Friday, August 3, 2007

A Supreme Court Chronicler Tackles the Kulturkampf

Peter Irons, emeritus professor of political science at the University of California - San Diego and co-editor of the groundbreaking May It Please the Court series of audiotapes and transcripts of key Supreme Court decisions, has published God On Trial (Viking 2007), a travelogue of sorts through half a dozen American communities that have been impacted by the religious cultural wars of the last twenty years.

Irons reminds us that just as “all politics is local,” so also is all jurisprudence, and particularly constitutional law. Irons’ thesis is that the big decisions about the constitutionality of religious symbols such as public memorial crosses and Ten Commandments displays that emanate from the Supreme Court have their genesis in local political struggles between factions that view the symbols as vibrant and meaningful and those who regard them as exclusionary and imperious. The seeds of the book, Irons says, are found in Oliver Wendell Holmes’ aphorism, “We live by symbols,” and he seeks to tell the stories of the people who have played key roles on both sides of these so-called “symbol cases.”

The book’s readability and unpretentiousness have Irons sounding like an Ernie Pyle of the Kulturkampf. Irons combines solid, fact-combing legal journalism with fascinating interviews of the personalities who instigated the cases or found themselves swept up in them, from trial lawyers and politicians to preachers and regular folks. These are presented in unbroken monologues spoken in the subjects' own voices, like an oral folk history, and are deftly edited and detailed. The effect is refreshingly different from the stale Q&A format - rather like being taken on a personal walking tour by, for example, Barry Lynn, through his early life as a Goldwater Republican in blue-collar Bethelehem Steel country, or by Jay Sekulow as he recounts growing up Jewish on Long Island.

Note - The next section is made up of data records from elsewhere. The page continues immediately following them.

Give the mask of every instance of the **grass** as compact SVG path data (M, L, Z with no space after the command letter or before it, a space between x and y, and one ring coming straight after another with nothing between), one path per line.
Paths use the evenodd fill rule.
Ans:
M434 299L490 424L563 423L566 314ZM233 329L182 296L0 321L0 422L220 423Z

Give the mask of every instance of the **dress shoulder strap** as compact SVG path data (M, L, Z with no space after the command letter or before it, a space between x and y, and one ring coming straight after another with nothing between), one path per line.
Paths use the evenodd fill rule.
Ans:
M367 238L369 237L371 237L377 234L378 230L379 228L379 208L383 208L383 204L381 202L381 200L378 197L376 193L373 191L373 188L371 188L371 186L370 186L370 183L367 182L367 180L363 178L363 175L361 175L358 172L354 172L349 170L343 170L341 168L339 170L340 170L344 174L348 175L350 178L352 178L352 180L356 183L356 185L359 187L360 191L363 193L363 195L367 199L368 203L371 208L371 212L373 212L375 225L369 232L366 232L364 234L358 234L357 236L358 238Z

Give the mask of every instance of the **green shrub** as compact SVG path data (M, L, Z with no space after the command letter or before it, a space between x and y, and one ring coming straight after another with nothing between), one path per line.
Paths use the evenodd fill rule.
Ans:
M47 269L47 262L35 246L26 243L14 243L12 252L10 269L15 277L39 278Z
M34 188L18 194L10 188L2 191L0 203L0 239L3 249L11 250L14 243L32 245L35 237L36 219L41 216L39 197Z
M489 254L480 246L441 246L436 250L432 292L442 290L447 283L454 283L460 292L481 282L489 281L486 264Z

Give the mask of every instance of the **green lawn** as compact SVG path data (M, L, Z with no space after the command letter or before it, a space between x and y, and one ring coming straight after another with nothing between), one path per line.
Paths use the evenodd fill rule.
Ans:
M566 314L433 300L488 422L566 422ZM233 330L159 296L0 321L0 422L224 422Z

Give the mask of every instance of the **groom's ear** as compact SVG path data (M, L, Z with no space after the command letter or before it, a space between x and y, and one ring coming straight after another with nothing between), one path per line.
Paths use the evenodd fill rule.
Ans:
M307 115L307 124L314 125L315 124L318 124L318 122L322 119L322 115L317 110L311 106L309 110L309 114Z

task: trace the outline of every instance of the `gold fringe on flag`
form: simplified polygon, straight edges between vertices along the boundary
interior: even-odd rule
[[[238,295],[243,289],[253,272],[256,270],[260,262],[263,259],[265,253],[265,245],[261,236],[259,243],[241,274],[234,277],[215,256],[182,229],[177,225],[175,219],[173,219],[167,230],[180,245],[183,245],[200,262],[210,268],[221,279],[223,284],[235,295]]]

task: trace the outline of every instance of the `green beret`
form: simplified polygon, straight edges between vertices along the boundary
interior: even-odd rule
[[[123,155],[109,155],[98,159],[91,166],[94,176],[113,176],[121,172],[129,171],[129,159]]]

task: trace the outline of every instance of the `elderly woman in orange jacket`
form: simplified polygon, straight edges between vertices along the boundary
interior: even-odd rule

As a strict separationist himself, and a veteran of several of the court battles he discusses, Irons cannot help but cast the conflict (perhaps unconsciously) as one between those who desire to impose their religious beliefs on others and those who want tolerance. He maintains the overall balance of the book fairly well, though, and he is clearly trying to be honest and accurate in his portrayals of both sides. For its small flaws, God On Trial is a delightful summer read.